UNITED STATES DISTRICT COURT FOR THE EASTERN DISTRICT OF PENNSYLVANIA
Mar 19, 2014
CIVIL ACTION No. 13-2932 (E.D. Pa. Mar. 19, 2014)

Opinion

CIVIL ACTION No. 13-2932

03-19-2014

WANDA HAMILTON, Plaintiff, v. LMM MANAGEMENT, INC., et. al, Defendants.


MEMORANDUM

Stengel, J.

This is a consumer class action brought under the Fair Debt Collection Practices Act. The defendants move to stay the proceedings pending the outcome of a Chapter 7 bankruptcy of a debtor who is no longer a party to the case. For the reasons set forth below, I will deny this motion.

I. BACKGROUND

A detailed explanation of the procedural background of this case is necessary to understand this motion's disposition.
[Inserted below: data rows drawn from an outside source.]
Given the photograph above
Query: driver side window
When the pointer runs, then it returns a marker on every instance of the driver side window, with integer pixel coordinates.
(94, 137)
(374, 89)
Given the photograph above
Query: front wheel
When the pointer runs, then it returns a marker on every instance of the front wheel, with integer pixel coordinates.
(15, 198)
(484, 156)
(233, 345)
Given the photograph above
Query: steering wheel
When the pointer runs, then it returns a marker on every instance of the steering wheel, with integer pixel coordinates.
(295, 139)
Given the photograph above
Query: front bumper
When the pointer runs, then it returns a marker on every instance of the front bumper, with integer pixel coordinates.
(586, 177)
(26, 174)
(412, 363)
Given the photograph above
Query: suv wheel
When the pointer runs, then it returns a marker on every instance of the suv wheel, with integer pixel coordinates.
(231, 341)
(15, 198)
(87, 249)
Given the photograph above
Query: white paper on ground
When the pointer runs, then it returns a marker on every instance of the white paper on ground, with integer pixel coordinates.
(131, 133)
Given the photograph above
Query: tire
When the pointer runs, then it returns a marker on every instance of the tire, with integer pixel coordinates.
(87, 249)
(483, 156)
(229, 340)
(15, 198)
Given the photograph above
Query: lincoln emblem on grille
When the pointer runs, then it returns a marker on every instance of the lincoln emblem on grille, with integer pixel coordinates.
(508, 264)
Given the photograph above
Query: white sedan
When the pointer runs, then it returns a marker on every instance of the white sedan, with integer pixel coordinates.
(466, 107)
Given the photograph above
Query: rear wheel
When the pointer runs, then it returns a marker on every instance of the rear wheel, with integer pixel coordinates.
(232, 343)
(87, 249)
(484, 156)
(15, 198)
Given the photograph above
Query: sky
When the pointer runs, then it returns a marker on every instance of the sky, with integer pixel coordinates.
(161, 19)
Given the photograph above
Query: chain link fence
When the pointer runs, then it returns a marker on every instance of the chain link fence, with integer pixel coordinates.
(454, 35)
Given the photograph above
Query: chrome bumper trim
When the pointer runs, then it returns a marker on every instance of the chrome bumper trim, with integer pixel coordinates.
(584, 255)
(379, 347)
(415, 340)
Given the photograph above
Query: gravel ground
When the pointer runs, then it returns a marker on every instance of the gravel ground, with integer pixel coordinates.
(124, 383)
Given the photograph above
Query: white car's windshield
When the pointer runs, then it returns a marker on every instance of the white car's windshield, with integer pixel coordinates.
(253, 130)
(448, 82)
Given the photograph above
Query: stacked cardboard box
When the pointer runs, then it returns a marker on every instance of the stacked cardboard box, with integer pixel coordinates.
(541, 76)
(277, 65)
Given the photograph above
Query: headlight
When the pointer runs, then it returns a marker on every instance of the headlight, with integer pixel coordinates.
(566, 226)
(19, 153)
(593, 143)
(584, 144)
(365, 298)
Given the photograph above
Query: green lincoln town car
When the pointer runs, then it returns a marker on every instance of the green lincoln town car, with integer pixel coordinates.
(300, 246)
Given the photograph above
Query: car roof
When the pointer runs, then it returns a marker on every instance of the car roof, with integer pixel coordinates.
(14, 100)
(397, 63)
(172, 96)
Plaintiff Wanda Hamilton filed her complaint on May 28, 2013 against defendants McGuigan Law Office, LLM Management, Lawrence Weil, and CACH. On August 23, 2013, the plaintiff filed an amended complaint, adding Square Two as a defendant.

The defendant alleges that the plaintiff did not attempt to serve this complaint until September 2013. It is unclear why this note is included in this motion or how it serves to provide a basis for relief under this motion. If the defendants are implying an insufficient or ineffective service defense, any such defense would be waived because they failed to include it in their answers. See McCurdy v. American Bd. of Plastic Surgery, 157 F.3d 191, 194 (3d Cir. 1998)("[I]f a Rule 12 motion is made and the defendant omits its objection to the timeliness or effectiveness of service under Rule 12(b)(5), that objection is waived."); Defendants' Answers, Doc. No. 18 and 19.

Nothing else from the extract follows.